A chorus of shouts greeted her — other doctors, raising their hands. (Mostly men, of course, but even the female doctors put up their hands.)

“Oh, wonderful — a family of doctors,” Miriam said, smiling to everyone. Only Auntie Carmen remained less than charmed; no doubt, she’d taken the gecko’s side — she was a pet person, after all.

And what about the children? Juan Diego was wondering. What did they make of the mystery guest?

He felt Miriam’s hand graze his lap; she rested it on his thigh. “Happy New Year, darling,” she whispered to him. Juan Diego thought he also felt her foot touch his calf, then his knee.

“Hi, Mister,” Consuelo said, from under the table.
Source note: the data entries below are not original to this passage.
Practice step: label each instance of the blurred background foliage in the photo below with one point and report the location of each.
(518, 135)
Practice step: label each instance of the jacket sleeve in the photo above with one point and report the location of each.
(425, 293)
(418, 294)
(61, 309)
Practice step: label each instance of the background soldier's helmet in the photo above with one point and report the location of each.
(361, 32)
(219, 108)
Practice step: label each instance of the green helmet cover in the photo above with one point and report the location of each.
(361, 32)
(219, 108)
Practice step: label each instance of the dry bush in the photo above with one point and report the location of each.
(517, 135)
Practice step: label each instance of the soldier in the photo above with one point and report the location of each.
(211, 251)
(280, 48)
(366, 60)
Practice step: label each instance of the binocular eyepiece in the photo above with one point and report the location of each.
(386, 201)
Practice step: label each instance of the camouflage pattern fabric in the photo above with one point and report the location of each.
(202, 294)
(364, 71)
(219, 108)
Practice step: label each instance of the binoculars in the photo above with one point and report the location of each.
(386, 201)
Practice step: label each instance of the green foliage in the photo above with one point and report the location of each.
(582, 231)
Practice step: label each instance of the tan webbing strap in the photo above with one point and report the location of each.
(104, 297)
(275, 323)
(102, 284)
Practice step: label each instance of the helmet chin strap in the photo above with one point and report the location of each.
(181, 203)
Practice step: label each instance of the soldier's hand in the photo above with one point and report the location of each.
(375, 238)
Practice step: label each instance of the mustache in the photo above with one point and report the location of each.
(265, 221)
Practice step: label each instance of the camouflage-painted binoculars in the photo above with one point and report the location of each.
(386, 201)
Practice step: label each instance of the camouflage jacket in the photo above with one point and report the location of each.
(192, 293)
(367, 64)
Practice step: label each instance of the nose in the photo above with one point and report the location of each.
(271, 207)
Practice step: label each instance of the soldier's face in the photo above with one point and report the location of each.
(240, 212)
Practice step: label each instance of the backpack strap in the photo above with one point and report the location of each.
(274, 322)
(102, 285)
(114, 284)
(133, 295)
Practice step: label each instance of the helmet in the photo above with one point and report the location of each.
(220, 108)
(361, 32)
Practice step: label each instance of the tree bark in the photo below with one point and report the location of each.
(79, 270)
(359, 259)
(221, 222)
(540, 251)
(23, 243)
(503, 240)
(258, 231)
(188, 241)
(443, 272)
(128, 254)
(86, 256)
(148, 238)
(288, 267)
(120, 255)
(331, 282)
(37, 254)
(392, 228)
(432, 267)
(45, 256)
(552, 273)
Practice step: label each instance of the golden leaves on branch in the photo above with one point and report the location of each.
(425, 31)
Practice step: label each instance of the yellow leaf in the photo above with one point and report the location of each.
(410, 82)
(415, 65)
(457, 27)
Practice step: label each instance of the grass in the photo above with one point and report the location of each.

This time, the little girl in pigtails was not alone; Pedro had crawled under the table with her. Juan Diego peered at them.

Josefa had not seen the children — she was leaning across the table, involved in some unreadable sign language with Clark.

Miriam looked under the table; she saw the two children peering up at them.

“I guess the lady doesn’t love geckos, Mister,” Pedro was saying.

“I don’t think she misses geckos,” Consuelo said.

“I don’t love geckos in my ceviche,” Miriam told the children. “I don’t miss geckos in my salad, ” she added.

“What do you think, Mister?” the little girl in pigtails asked Juan Diego. “What would your sister think?” she asked him.

“Yeah, what would—” Pedro started to say, but Miriam leaned down to them; her face, under the table, was suddenly very close to the kids.

“Listen, you two,” Miriam told them. “Don’t ask him what his sister thinks — his sister was killed by a lion.”

That sent the kids away; they crawled off in a hurry.

I didn’t want to give them nightmares, Juan Diego was trying to tell Miriam, but he couldn’t speak. I didn’t want to frighten them! he tried to tell her, but the words wouldn’t come. It was as if he’d seen Lupe’s face under the table, although the girl with pigtails, Consuelo, was much younger than Lupe had been when she died.